The splasher. Closely related to the gymrat Screamer, but an offshoot that has developed by Darwinian selection. (Screaming and taking large intakes of breath while underwater have obvious limitations). Heard as you approach the pool, you'll guess there must be some serious swimming going on. But as you climb out several lengths later, you see they haven't actually moved. No, that's not true - there's plenty of movement, just none of it forwards.

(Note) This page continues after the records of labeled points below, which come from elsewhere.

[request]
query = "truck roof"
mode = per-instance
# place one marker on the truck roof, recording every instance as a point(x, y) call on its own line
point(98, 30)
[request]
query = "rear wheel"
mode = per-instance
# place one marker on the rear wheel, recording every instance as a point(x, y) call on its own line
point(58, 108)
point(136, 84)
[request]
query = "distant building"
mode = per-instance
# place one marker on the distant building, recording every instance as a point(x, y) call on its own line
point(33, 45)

The moonwalker. This is a curious species, one I've only seen in Hong Kong pools. Usually an over-60s lady, and often generously buoyant, she bounds from end to end. She sinks to the bottom of the pool, pushes up and forwards to pop up and take a breath, then sinks again to repeat. Watch out if you have one or more of these in your pool - swimming over one as she's about to pop up can lead to a rather unfortunate collision.

The goldfish man. He puts the sup in "haam sup"*. After a token length or two he retreats to the shallow end. Then as each lady swimmer approaches, he dips underwater for his next voyeuristic thrill. There's nothing subtle about these guys, they stare!

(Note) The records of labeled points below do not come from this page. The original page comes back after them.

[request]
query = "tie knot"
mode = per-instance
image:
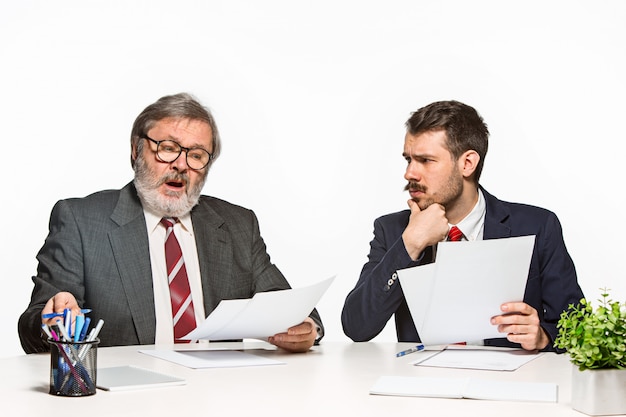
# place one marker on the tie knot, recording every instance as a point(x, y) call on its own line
point(455, 234)
point(168, 222)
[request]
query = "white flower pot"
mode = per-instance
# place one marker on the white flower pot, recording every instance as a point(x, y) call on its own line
point(599, 392)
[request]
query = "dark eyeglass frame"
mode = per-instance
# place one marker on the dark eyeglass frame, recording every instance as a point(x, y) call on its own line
point(180, 150)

The winter swimmer. Skin the colour and texture of shoe leather, they swim *every* day.  Their biggest regret is that the water in Hong Kong never gets cold enough that they need to break the ice to get in. Not so likely to be seen at your pool, as they prefer to head for the sea.

The grandpa. Has been swimming twice-weekly at this pool since 1965. Coincidentally the same date he bought his one and only pair of swimming trunks. On land they are just a baggy old pair of trunks. But in the water their gossamer splendour is revealed, as they undulate in a manner not unlike the jellyfish at Ocean Park. Unfortunately the age and thinness means that once they are wet, much more is revealed, often giving goldfish man a nasty shock.

Do these sound familiar? And who have I missed?


* Haam Sup Lo, literally 'salty wet man', is local slang. The meaning is similar to 'dirty old man' or 'pervert'.



Oh man, don't get me started on these. Wait, obviously you've already got me started, so here we go. I should note that the presences of several forms of aquanauts is part of the reason I don't often swim for exercise; I just get too frustrated. Anyway, two more types:

The Solitary Stander i.e. the individual who goes to the pool, walks out into the middle of the lane swimming areas, and just stands there . . . .

The Prunarific Pacesetter, i.e. the wrinkly-but-exceedingly-fierce older lady (she may or may not be a moonwalker) who swims at the speed of continental drift, but who insists on placing herself right dead center in the fastest lane (i.e. in those setups where they have slow, medium and fast lanes), and who then screams at you at length for having the temerity to pass her by as you're swimming, resulting in a very embarrassing parody of a public argument between a young, giant westerner and a four-foot-something granny, which I can assure you is never, ever, ever going to go the way of the former, no matter how formidably-assembled are the forces of justice, order and lane assignment on his side. Not that this has ever happened to me, of course.

Hong Kong's aquanauts

As you're both on a roll here:

Bombastic Bomber - can be fat, thin or weedy: determined to make the biggest splash preferably in front of The Grandpa or serious swimmer to see them swerve.[akin to the lane switcher on our motorways] He also has superskills in being invisible to swimming pool attendents or life savers or whatever those bronzed beings in fetching red shorts sitting ontop a ladder are called.

Water Tai Tai - of a certain age with a sensible swimming costume preferably double padded and with a skirt to maintain modesty. Goes swimming with a friend and they proceed a deux together. Super skill - swimming ten laps without getting hair wet or dipping chin into water whilst trading gossip and stock tips.

The stroker - even more of a haam sup lo than the goldfish man. Cruises up and down the pool giving the appearance of a regular swimmer. Appropriately his modus operandi necessitates the use of breast stroke to swim slowly and greater reach.  Target areas are other swimmers'arms and thighs which can normally be claimed as an accident or too many other swimmers.  Depends how confident the advanced strokers feel to aim for other areas.

Do we need to mention the cojoined lovers?